PRESENT SYSTEM OF WEIGHTS AND MEASURES
In ANNUAL account with UNCLE SAM
Cr. By culture (?) acquired by the children through learning more common fractions and our crazy tables of weights and measures………. $?
Dr. To cost in school taxes of keeping 2 1/2 millions of children in school 2/3 year. $50,000,000 To cost to parents for supporting 1 1/2 millions children 2/3 year…………. 100,000,000 To loss of productive power of 1 1/2 millions youth for 2/3 year …………. 75,000,000 To loss of earning power by having children driven out of school by difficulties of arithmetic as now taught ……………………………… 25,000,000 To loss of time in making arithmetical calculations by men in trade, industries and manufactures…………………….. 30,000,000 To extra weighing and measuring instruments needed for sundry tables……. 10,000,000 To loss of time in making cross reductions to and from our system and metric system ………………………… 5,000,000 To loss of profit from foreign trade because our goods are not in metric units ………………………………. 20,000,000 —————— Total annual loss …………….. $315,000,000
Commenting for a moment on the credit side of the above ledger account, it can be said that recent psychology shows conclusively that training in common fractions and weights and measures can not be of much practical help as so-called culture, or training for learning other things, unless those other things are closely related to them, and there are not many things in life so related to them once we had dropped our present weights and measures.
It may be complained that the expense of changing to the new system is not taken account of in the above table. The reason is that that expense would occur once for all. The above table deals with the ANNUAL cost of our present medieval system.
One powerful reason for the adoption of the metric system different in character from the others is the ease of cheating by the old system. In the past the people have been unmercifully abused through short weights and measures. Many of the states have taken this matter up latterly and prosecuted merchants right and left. Nine tenths of this trouble would disappear with the new system in use.
Let us consider now for a little time the reasons why the metric system has not been accepted and adopted for use in the United States. Evidently the great main reason has been that the masses of the people, in fact all of them except a very small educated class in science are almost totally uninformed on this whole question. Such articles as have been published have almost invariably appeared in either scientific, technical or educational magazines, mostly the first, so that there has been no means of reaching the masses, or even the school teachers with the facts. For another reason the United States occupies an isolated position geographically, and our people do not come into personal contact with those in other countries using the metric system. But there is still another potent reason. After the United States government legalized the metric system in 1866, all the school books on arithmetic began presenting the topic of the metric system, and, quite naturally, they did it by comparing its units with those of our system and calling for cross reductions from one system to the other. No better means of sickening the American children with the metric system could have been devised. Multitudes of the young formed a strong dislike for the foreign system with its foreign names, and could not now be easily convinced that it is not difficult to learn. Every school boy knows how easy it is to learn United States money. The boy just naturally learns it between two nights. The whole metric system UNDER FAVORABLE CONDITIONS is learned nearly as easily. By favorable conditions is meant the constant use of the system in homes, schools, stores, etc. These favorable conditions, of course, we have never had.

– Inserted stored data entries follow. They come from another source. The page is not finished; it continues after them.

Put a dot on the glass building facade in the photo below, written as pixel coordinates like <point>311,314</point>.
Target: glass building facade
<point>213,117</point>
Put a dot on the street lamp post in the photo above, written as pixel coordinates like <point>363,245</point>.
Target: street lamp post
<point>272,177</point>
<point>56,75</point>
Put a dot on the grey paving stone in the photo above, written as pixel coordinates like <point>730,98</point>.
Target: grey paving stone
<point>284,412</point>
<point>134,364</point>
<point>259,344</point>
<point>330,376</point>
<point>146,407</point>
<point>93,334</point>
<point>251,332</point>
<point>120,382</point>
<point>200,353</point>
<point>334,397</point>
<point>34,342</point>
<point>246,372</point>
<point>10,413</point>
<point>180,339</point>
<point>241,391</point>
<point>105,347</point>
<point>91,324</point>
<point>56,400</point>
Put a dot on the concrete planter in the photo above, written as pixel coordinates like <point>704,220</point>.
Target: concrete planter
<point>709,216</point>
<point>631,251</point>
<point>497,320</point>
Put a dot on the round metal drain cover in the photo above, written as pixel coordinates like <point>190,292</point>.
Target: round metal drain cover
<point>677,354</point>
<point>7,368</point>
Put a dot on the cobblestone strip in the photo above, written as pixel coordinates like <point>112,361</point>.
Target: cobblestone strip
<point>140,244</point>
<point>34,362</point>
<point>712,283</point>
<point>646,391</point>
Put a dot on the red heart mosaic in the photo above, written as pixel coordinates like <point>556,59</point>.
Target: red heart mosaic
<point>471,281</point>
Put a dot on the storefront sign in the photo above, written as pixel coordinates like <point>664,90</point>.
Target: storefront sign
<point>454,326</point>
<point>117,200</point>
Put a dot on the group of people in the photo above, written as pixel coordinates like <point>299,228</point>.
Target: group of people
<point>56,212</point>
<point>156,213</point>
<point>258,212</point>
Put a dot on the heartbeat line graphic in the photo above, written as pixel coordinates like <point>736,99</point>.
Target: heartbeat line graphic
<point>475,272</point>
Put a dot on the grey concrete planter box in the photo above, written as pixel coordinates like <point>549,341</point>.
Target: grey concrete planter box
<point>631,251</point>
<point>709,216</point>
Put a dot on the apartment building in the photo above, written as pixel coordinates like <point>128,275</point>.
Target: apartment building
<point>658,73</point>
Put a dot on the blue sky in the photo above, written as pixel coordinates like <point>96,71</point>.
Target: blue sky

In 1904 an earnest effort was made again both in this country and Great Britain to have the metric system adopted for general use. The exporting manufacturers in both countries grew much concerned over the whole situation. A petition to have the metric system adopted in Great Britain was signed by over 2,000,000 persons. A bill to make the system mandatory was passed by the House of Lords and its first reading in the House of Commons. The forces of conservatism then bestirred themselves and the bill was held up. Forseeing a movement of the same kind in this country, the American Manufactures' Association got busy, laid plans to defeat such movement which they later did. Strictly speaking this action was not taken by the association as such but only by a part of it. One fourth of the membership and probably much more than a fourth of the capital of the association was on the side for the adoption of the system. Politically, however, the side opposed to the new system had altogether the most influence.
Careful study of the whole matter showed that the main cost to make the change to the new system would be in dies, patterns, gauges, jigs, etc. A careful estimate put this cost at $600 for each workman and assuming a million workmen, we have a total cost of $600,000,000. But we have just seen that the annual expense of retaining the old system of weights and measures is over $300,000,000. Thus we see that two short years would suffice to pay for what seems to the great manufacturers association an insuperable expense. From all this we see that the question is not one for N. M. A. bookkeeping, but for national bookkeeping.